What St. Ann can’t give them is nighttime safety. Once doors close at 4 p.m., the men and women are on their own again, Pescosolido said.

It also does not have a designated area to keep belongings, so clients must carry theirs with them. As a result, many homeless people either steal or are stolen from, or see their things damaged by the weather.

“I had to get rid of all of my blankets because it rained again. I had to get new ones today,” Johnston said Jan. 23. “Everywhere we try to go to get out of the rain, the police are called.”

She said she also has noticed a change in behavior at St. Ann since the Jerome Golden Center for Behavioral Health on 45th Street shut down in December 2019.

“We’ve seen a change in their behaviors because they’re probably not receiving their medication like they have in the past. They’re not meeting with their counselors like they have in the past,” Pescosolido said.

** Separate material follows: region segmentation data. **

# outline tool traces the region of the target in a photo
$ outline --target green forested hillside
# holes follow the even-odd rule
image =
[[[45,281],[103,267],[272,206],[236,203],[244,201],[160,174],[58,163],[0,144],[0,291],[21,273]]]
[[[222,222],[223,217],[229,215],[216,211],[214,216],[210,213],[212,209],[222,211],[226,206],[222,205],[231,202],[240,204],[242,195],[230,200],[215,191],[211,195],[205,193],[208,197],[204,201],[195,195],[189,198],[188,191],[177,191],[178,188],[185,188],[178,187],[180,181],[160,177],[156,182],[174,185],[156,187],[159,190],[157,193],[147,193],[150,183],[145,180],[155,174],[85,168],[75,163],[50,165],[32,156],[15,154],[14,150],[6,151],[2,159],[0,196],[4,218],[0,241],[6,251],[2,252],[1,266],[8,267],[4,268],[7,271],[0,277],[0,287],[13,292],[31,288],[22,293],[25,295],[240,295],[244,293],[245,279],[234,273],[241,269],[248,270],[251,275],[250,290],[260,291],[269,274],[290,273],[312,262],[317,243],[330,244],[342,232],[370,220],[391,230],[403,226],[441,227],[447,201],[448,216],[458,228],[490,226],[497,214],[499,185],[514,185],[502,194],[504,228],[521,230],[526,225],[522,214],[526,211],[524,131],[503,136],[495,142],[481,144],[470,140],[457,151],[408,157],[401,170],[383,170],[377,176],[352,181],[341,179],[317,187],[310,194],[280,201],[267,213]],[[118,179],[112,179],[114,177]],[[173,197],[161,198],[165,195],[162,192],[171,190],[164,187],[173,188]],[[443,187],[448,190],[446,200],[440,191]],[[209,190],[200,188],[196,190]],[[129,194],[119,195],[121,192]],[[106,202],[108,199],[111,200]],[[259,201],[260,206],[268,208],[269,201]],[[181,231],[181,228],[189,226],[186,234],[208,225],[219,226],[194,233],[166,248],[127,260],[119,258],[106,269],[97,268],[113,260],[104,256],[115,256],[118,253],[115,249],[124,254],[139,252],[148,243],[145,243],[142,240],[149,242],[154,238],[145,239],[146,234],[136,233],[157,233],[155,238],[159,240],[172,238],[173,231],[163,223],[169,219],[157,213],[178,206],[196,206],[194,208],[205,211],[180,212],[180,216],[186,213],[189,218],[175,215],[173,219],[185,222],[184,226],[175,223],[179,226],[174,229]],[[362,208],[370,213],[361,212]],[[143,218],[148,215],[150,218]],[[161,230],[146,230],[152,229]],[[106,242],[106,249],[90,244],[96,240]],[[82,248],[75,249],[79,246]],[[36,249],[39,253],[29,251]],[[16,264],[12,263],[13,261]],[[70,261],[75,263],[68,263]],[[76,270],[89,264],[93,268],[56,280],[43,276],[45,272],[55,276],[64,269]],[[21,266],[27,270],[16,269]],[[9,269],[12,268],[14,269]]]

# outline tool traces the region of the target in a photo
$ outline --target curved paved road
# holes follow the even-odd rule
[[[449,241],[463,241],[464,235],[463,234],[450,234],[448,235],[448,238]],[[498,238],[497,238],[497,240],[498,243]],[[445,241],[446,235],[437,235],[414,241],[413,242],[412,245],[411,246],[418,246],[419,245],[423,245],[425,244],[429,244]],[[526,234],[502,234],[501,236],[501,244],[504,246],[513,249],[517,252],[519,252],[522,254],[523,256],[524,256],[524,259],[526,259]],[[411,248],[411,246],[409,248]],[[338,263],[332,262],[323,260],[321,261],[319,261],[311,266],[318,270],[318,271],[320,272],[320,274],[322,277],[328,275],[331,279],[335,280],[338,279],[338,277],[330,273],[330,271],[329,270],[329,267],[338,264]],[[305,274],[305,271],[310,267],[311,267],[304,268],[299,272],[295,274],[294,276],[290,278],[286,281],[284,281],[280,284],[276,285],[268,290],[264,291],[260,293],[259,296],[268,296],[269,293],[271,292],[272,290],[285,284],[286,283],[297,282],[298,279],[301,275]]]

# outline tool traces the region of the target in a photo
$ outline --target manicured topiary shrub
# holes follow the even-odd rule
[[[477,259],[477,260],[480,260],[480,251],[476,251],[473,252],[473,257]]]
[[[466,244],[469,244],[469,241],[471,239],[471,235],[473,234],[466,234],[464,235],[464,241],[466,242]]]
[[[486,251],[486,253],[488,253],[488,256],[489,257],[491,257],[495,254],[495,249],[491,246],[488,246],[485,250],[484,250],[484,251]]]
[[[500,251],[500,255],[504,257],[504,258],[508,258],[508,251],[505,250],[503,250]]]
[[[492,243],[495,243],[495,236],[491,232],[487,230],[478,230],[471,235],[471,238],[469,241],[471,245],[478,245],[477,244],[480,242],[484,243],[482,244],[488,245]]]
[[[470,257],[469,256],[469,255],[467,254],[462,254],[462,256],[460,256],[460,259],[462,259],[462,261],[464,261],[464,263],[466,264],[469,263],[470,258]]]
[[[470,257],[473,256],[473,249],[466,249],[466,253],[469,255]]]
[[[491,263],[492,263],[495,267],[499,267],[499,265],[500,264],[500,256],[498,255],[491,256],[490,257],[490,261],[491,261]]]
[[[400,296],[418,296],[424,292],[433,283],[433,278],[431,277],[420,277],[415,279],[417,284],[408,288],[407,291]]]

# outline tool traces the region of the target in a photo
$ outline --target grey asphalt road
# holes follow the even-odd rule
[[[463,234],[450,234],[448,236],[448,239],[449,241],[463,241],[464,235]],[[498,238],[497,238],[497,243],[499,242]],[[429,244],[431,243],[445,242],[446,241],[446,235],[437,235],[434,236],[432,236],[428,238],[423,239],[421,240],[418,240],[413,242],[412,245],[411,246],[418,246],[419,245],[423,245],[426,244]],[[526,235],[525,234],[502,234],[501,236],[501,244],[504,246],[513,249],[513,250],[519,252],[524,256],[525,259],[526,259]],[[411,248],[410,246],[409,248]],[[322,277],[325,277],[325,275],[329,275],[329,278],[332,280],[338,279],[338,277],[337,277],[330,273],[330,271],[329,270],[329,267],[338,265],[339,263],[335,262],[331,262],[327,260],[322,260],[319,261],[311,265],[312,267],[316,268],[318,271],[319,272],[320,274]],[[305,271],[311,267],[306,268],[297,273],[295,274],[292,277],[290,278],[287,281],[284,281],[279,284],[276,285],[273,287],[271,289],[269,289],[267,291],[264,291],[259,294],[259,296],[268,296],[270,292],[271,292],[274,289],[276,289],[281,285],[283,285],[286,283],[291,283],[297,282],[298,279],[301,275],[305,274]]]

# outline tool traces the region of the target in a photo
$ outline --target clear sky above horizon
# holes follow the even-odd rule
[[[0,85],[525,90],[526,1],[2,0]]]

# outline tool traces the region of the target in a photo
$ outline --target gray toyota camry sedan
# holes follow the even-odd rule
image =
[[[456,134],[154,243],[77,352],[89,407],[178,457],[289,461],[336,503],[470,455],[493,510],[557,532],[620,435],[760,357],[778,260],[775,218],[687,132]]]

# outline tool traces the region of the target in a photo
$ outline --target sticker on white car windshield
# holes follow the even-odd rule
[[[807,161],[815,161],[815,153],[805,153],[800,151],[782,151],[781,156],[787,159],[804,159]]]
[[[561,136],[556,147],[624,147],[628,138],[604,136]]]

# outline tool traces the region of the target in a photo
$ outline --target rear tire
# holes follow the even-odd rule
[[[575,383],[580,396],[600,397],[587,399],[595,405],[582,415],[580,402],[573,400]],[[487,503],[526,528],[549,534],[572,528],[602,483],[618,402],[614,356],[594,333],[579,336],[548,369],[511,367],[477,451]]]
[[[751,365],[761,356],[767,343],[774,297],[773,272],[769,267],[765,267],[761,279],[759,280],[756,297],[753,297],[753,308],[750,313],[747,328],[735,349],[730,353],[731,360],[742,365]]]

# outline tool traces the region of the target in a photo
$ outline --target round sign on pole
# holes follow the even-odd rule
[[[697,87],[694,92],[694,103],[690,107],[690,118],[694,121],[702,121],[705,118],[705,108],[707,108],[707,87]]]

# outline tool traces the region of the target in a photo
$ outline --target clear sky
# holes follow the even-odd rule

He said he believes overnight shelters in Palm Beach County would reduce the stress of the police as well as his clients. Jail records show 229 arrests, mostly for petit theft and trespassing, were made in 2019 to people who listed St. Ann Place as their address.

Johnston said she wants to get off the streets to keep from repeating her mistakes. A few have led to misdemeanor arrests and time in jail.

The biggest change Johnston is trying to make for herself is to own a home. She said she has applied for several housing assistance programs in West Palm Beach but has not gotten through. She finds the wait discouraging.

She said she knows some people judge her and other people who are homeless, but that no one is deserving of a life lived in fear.

“Nobody knows our stories, what we went through or what made us get to this point,” Johnston said.